In den vergangenen Monaten sei es jedoch vor allem darum gegangen, ein „Null-Semester” zu vermeiden und möglichst vielen Studierenden ein erfolgreiches Sommersemester zu ermöglichen. „Dies war und ist eine Herausforderung vor dem Hintergrund der Heterogenität und Internationalität unserer Studierenden”, sagt Locker-Grütjen. Viele Studierenden seien nach dem Ausbruch der Pandemie in ihre Heimatländer gereist, was auch einen gemeinsamen e-Learning-Unterricht aufgrund unterschiedlicher Zeitzonen schwierig gemacht habe. „Wir haben deshalb die Lehrenden gebeten, zu erfassen, wie viele Studierende sich im Ausland befinden und wie wir das schaffen können. Mithilfe einer A-Synchronität unseres Angebots hat das aber geklappt”, sagt Prof. Dr. Tatiana Zimenkova, Vizepräsidentin für Internationales und Diversität an der Hochschule Rhein-Waal. Die Dozenten hätten dabei Videos und Sprachnachrichten ins Internet gestellt beziehungsweise über Messanger-Dienste verschickt, welche die Studierenden zu jeder Tages- und Nachtzeit abrufen konnten.

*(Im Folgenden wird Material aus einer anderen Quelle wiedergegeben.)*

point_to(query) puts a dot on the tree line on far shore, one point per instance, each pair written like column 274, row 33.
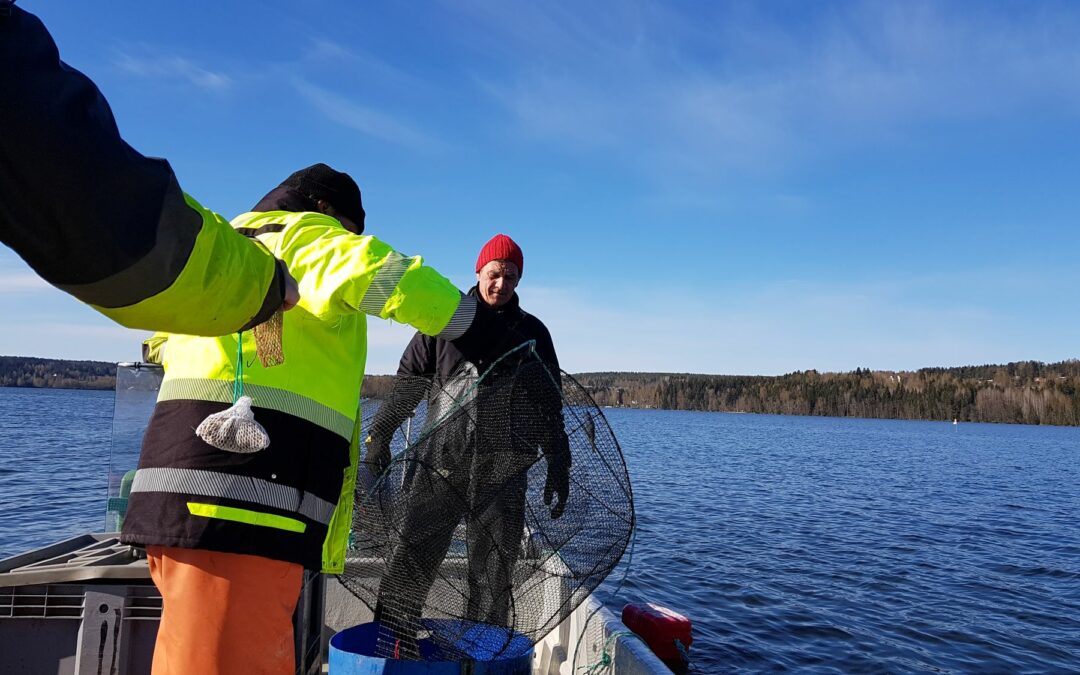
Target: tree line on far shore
column 1027, row 392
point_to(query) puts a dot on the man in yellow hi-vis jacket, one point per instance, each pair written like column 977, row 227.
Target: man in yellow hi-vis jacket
column 100, row 221
column 229, row 534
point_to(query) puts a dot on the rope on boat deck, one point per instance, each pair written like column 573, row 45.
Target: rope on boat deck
column 606, row 660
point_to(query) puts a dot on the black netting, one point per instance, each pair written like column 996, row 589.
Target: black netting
column 463, row 547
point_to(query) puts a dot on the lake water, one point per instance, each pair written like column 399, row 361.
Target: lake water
column 794, row 543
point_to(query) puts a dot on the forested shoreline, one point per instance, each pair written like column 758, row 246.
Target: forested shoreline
column 1027, row 392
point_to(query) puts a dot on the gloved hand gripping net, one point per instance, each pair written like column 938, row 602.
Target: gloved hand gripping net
column 507, row 510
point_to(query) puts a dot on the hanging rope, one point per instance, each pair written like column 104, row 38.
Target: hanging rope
column 234, row 430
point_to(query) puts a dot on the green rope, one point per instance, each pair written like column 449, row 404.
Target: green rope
column 238, row 381
column 606, row 659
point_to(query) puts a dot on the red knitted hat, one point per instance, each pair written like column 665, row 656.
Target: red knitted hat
column 501, row 247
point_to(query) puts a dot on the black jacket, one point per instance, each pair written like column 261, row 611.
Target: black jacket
column 427, row 359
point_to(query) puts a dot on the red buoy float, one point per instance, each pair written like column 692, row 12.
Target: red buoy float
column 660, row 628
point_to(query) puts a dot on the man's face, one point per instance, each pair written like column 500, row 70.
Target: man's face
column 497, row 281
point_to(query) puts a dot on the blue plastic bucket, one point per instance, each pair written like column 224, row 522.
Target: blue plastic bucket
column 352, row 651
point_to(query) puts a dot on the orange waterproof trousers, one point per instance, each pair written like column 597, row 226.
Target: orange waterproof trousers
column 224, row 613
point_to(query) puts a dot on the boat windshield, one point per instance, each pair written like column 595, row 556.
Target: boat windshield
column 136, row 392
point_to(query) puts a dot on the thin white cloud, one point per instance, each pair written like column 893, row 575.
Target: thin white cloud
column 786, row 326
column 733, row 90
column 362, row 118
column 173, row 68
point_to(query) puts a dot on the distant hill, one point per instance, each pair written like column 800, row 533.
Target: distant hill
column 1027, row 392
column 56, row 374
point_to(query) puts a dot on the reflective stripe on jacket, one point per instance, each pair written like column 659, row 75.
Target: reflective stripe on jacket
column 294, row 500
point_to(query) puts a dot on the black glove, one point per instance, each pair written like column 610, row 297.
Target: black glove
column 377, row 456
column 558, row 483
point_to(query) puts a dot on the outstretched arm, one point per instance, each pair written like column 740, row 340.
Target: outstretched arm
column 103, row 223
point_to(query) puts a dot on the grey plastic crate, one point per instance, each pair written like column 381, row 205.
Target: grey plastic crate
column 86, row 606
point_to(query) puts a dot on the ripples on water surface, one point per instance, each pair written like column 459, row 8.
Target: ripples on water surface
column 794, row 543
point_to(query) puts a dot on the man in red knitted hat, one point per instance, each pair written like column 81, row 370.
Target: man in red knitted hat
column 495, row 524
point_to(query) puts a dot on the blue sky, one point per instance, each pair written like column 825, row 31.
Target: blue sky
column 715, row 187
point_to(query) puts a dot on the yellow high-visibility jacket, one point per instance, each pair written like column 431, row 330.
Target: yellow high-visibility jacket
column 292, row 501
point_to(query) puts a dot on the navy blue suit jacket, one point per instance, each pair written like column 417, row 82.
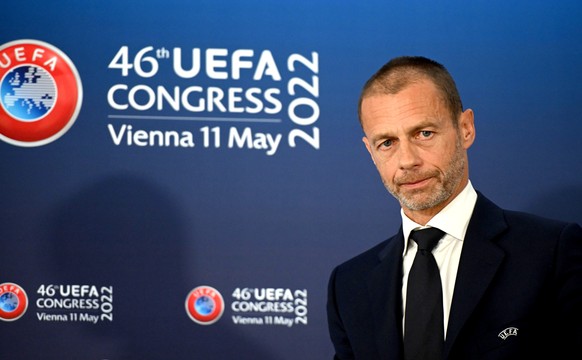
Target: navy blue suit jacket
column 518, row 293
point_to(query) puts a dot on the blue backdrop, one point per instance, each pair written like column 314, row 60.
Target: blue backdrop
column 109, row 228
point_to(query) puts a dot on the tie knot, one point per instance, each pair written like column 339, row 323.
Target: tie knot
column 427, row 238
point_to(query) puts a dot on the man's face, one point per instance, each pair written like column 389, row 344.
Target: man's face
column 419, row 153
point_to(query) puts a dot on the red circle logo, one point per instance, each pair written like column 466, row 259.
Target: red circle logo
column 204, row 305
column 13, row 302
column 40, row 93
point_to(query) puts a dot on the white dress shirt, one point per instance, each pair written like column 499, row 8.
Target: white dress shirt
column 453, row 220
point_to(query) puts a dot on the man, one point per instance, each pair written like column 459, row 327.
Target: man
column 511, row 283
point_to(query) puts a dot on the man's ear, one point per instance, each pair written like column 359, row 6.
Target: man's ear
column 467, row 128
column 365, row 140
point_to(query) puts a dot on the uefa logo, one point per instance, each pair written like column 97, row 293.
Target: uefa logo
column 40, row 93
column 204, row 305
column 13, row 302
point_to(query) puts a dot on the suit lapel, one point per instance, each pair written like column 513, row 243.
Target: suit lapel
column 385, row 287
column 479, row 262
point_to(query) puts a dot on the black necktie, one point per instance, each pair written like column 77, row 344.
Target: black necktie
column 423, row 324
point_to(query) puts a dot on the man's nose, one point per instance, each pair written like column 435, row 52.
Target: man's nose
column 408, row 155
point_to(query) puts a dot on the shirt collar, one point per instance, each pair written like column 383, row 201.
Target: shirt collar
column 453, row 219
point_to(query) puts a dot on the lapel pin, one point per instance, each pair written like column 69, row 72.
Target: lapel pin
column 510, row 331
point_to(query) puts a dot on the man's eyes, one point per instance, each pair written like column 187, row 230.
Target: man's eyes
column 387, row 143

Flexibilität musste die Hochschule Rhein-Waal auch bei der Abhaltung von Prüfungen zeigen. „Wir haben versucht, möglichst viele Prüfungen durch Hausarbeiten zu ersetzen”, sagt Prof. Dr. Corinna Titze, Professorin für Angewandte Psychologie. Für Studierende, die aus dem Ausland nicht anreisen konnten, habe die HSRW etwa auch mündliche Prüfungen per Videokonferenz angeboten, sagt Zimenkova.

Semester-Start
Der Vorlesungsbetrieb für Studierende startet am 2. November und endet am 12. Februar 2021. Die Einführungsphase für Erstsemester wird so gestaltet, dass die Studierenden auf verschiedenen medialen Wegen alle relevanten Informationen erhalten und digital erste Kontakte zu Kommilitonen, Tutoren und Lehrenden knüpfen können. Eine Einführungswoche, wie es sie in den vergangenen Jahren immer gab, wird es 2020 allerdings nicht geben.

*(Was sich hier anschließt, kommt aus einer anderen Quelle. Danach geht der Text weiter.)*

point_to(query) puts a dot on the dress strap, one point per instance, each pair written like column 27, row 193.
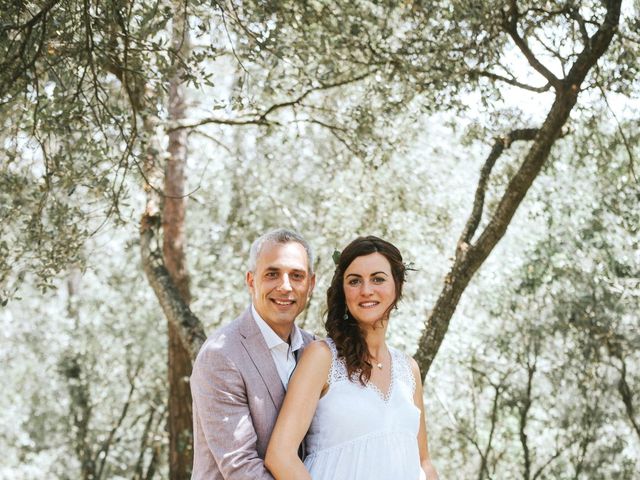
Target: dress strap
column 403, row 373
column 338, row 371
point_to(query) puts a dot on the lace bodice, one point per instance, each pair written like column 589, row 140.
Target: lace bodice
column 357, row 432
column 400, row 372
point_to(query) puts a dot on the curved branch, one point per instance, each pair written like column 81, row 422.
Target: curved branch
column 260, row 118
column 511, row 81
column 499, row 146
column 510, row 25
column 465, row 266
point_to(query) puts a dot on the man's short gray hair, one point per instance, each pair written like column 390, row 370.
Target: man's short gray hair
column 280, row 235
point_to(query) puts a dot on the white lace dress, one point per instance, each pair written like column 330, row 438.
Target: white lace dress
column 357, row 433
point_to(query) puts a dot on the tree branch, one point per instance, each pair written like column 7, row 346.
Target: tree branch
column 510, row 25
column 174, row 307
column 478, row 203
column 260, row 118
column 512, row 81
column 465, row 266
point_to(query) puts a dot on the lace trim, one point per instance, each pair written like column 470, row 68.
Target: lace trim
column 400, row 371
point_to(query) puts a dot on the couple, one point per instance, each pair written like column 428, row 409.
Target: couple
column 353, row 407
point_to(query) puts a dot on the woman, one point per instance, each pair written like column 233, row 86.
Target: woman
column 358, row 401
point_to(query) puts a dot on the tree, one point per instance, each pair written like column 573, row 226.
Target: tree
column 113, row 72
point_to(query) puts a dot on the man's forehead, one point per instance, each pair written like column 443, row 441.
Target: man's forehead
column 289, row 255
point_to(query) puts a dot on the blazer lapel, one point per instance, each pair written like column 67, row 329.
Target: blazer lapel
column 256, row 348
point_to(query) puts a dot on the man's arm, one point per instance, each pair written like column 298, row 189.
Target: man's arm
column 220, row 396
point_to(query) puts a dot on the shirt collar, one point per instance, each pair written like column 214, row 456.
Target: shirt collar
column 272, row 338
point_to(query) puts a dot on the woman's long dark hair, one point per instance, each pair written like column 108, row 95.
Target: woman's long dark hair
column 341, row 327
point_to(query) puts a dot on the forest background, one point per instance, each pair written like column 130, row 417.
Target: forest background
column 145, row 144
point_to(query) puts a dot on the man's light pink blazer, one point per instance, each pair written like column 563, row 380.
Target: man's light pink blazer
column 237, row 394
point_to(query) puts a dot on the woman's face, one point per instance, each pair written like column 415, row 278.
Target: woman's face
column 369, row 288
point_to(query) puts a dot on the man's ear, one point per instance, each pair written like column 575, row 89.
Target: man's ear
column 312, row 282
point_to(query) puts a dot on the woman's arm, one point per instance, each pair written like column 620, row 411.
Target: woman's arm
column 423, row 445
column 307, row 384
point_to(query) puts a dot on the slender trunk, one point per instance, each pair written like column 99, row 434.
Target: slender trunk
column 173, row 249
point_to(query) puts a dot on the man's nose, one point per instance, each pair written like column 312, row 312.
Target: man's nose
column 286, row 284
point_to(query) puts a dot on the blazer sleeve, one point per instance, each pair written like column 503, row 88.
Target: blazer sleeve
column 220, row 396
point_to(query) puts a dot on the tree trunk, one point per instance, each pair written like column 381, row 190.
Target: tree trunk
column 471, row 255
column 173, row 249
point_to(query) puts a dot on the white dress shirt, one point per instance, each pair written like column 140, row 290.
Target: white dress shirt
column 283, row 354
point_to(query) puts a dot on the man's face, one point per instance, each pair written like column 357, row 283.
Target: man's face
column 281, row 285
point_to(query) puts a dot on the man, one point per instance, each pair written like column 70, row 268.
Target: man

Unter Einhaltung der Abstandsregelungen und allen weiteren Vorschriften könnten aber auch Präsenz-Prüfungen durchgeführt werden. „Allerdings darf man uns da nicht mit Universitäten oder größeren Hochschulen vergleichen. Diese haben in der Regel größere Hörsäle, wo sie Prüfungen abhalten können”, sagt Locker-Grütjen. Das Land Nordrhein-Westfalen habe jedoch die Prüfungsordnungen gelockert, sodass Studierende einen Frei-Versuch hatten, mit dem sie ohne Risiko an einer Prüfung teilnehmen konnten. Noch sei es jedoch zu früh, um zu sagen, ob viele Studenten aufgrund der Corona-Thematik Probleme in ihrem Studium bekommen haben oder es sogar deshalb abbrechen mussten.

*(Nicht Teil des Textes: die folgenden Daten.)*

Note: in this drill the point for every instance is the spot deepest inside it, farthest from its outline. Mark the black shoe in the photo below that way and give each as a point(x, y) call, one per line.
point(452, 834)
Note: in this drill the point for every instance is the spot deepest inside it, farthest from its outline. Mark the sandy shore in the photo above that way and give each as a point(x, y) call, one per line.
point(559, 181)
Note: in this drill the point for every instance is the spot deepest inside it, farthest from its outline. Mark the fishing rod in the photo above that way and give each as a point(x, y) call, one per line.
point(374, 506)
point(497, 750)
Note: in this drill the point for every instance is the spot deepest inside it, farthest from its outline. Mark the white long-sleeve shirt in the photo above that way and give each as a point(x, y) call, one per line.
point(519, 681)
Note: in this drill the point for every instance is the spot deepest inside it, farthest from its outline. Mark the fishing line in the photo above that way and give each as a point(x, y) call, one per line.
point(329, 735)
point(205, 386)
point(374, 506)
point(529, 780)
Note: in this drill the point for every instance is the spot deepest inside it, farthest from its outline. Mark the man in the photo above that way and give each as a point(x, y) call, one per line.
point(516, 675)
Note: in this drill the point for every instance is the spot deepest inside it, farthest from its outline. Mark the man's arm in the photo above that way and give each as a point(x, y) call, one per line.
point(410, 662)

“Normal-Zustand” zum nächsten Sommer-Semester

Zum Sommer-Semester 2021 hofft der HSRW-Präsident, dass wieder ein „Normal-Zustand” mit viel Präsenz-Unterricht an der Hochschule Rhein-Waal erreicht werden könne. „Allerdings wird dieser nicht der sein, wie wir ihn vor Corona hatten”, fügt Locker-Grütjen hinzu. Der Campus solle aber irgendwann wieder zum Leben erweckt werden.